Em Three Days in Twin Peaks, o produtor Jeremiah Beaver explora todos os cantos da cidade fictícia na localização real das filmagens, especificamente o Snoqualmie Valley, que, ao lado do município North Bend, serviram de ambientação para a série de Lynch. Os locais, sempre procurados por fãs, mantém as referências da atração por toda a parte. E aí que está o charme do documentário, que exibe explica com detalhes as locações.

Vale destacar que essa produção é derivada de outro trabalho de Beaver, a minissérie em quatro partes Twin Peaks Analysis, que, como o nome indica, analisa vários elementos misteriosos da série.

O que Twin Peaks tem a ver com Lost e Arquivo X?

Em 1990, as séries do mercado norte-americano se dividiam, basicamente, em drama e comédia, com “novelões” como Dallas ou comédias cotidianas como Primo Cruzado. Havia pouco material de ficção científica, fantasia ou terror, por exemplo — e, mesmo assim, elas não figuravam no horário nobre, entre as 20h e 22h nos Estados Unidos.

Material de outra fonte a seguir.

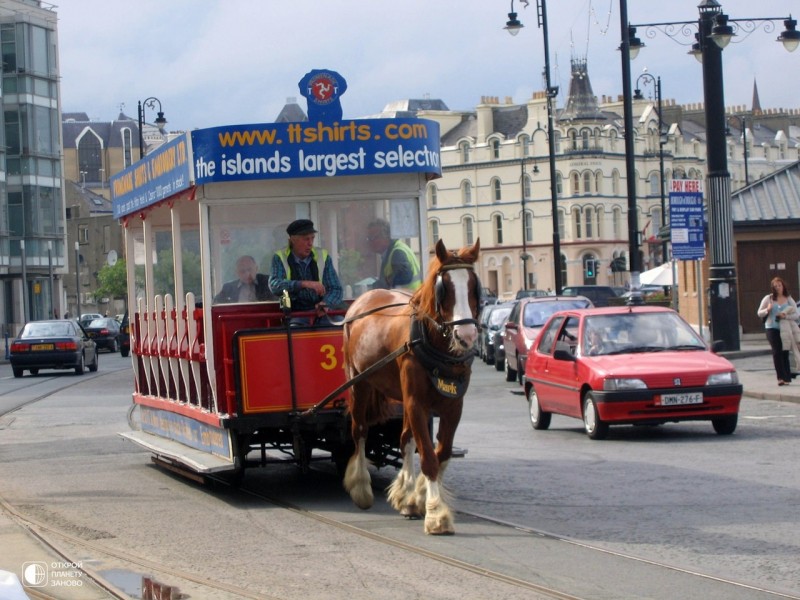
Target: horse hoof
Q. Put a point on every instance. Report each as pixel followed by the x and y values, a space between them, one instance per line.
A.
pixel 410 512
pixel 439 526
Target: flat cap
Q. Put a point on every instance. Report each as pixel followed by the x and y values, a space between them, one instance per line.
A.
pixel 301 227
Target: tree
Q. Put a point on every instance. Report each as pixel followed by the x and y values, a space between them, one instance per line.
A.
pixel 112 282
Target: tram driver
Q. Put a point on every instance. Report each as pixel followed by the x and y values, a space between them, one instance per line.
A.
pixel 250 286
pixel 306 273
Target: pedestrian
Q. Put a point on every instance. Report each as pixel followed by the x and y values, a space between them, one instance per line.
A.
pixel 399 266
pixel 306 273
pixel 776 306
pixel 249 285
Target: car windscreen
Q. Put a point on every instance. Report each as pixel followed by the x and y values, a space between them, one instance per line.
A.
pixel 536 313
pixel 498 317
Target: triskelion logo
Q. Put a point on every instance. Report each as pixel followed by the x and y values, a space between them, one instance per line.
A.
pixel 54 574
pixel 35 574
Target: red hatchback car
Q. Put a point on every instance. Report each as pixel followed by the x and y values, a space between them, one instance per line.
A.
pixel 639 365
pixel 523 325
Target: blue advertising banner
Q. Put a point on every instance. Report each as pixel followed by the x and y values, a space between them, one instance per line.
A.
pixel 305 149
pixel 686 219
pixel 160 174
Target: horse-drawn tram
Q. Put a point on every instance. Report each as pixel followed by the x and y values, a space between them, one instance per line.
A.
pixel 228 374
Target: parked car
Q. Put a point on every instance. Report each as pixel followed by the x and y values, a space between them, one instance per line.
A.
pixel 493 317
pixel 498 340
pixel 105 332
pixel 87 318
pixel 53 344
pixel 524 323
pixel 598 294
pixel 531 293
pixel 124 336
pixel 639 365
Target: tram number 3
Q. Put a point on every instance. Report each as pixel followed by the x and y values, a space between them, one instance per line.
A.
pixel 329 361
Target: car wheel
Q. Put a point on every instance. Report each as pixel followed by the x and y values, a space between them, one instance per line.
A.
pixel 81 368
pixel 595 428
pixel 725 425
pixel 511 374
pixel 539 418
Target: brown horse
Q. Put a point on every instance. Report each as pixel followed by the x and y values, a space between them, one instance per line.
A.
pixel 428 343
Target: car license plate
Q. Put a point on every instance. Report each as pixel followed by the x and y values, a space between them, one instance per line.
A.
pixel 678 399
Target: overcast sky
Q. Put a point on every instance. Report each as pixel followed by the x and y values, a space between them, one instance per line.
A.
pixel 221 62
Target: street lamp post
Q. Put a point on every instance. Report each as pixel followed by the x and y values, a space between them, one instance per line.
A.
pixel 513 26
pixel 743 124
pixel 24 265
pixel 77 280
pixel 656 82
pixel 50 277
pixel 160 120
pixel 713 34
pixel 524 257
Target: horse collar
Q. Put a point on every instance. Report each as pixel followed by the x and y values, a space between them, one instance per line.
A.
pixel 441 366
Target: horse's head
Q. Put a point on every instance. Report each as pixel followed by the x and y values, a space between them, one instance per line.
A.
pixel 455 300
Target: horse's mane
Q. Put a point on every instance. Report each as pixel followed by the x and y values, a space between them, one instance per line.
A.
pixel 424 299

Twin Peaks mudou isso, pois sua intrigante e misteriosa trama deixou todo mundo ligado em cada episódio, com audiência nunca antes vista para esse tipo de conteúdo. Veja bem, chegou a ser exibida na Globo, com cortes e em um horário mais tarde, com resultados também bastante expressivos — até o Diário Secreto de Laura Palmer foi publicado no Brasil. A Record chegou a exibi-la por completo, sem cortes, mas em uma janela ingrata, às 18h.

Livro complementar à série foi publicado no Brasil na época (Reprodução/Globo Livros)

Isso obrigou os próprios produtores David Lynch e Mark Frost a criar uma segunda temporada, com muito mais episódios do que o primeiro ano — o que até gerou umas subtramas sonolentas. Para ter uma ideia, Twin Peaks era uma opção alternativa a Cidade dos Sonhos, que originalmente seria a atração do Showtime e, depois de ser descartada, virou filme. Com o sucesso arrebatador de Twin Peaks, a história ganhou dois longas e influenciou outros projetos semelhantes.

Isso abriu caminho para Arquivo X, que também passou a ser exibida no horário nobre, e outros seriados com temas polêmicos e/ou misteriosos, a exemplo de Lost e Dexter. E, para manter a tradição, a terceira temporada de Twin Peaks também surpreendeu o público e crítica, com uma história que subverteu a narrativa dos padrões paras telinhas — o episódio 8, em especial, é um marco no entretenimento.

Tudo isso alimenta ainda mais a campanha que fãs, atores e os críticos fazem por uma quarta temporada de Twin Peaks. Bom, se depender do hype sempre ronda o cultuado mistério por trás da morte de Laura Palmer, é bem possível que vejamos uma continuação da história que, na verdade, nunca terá fim.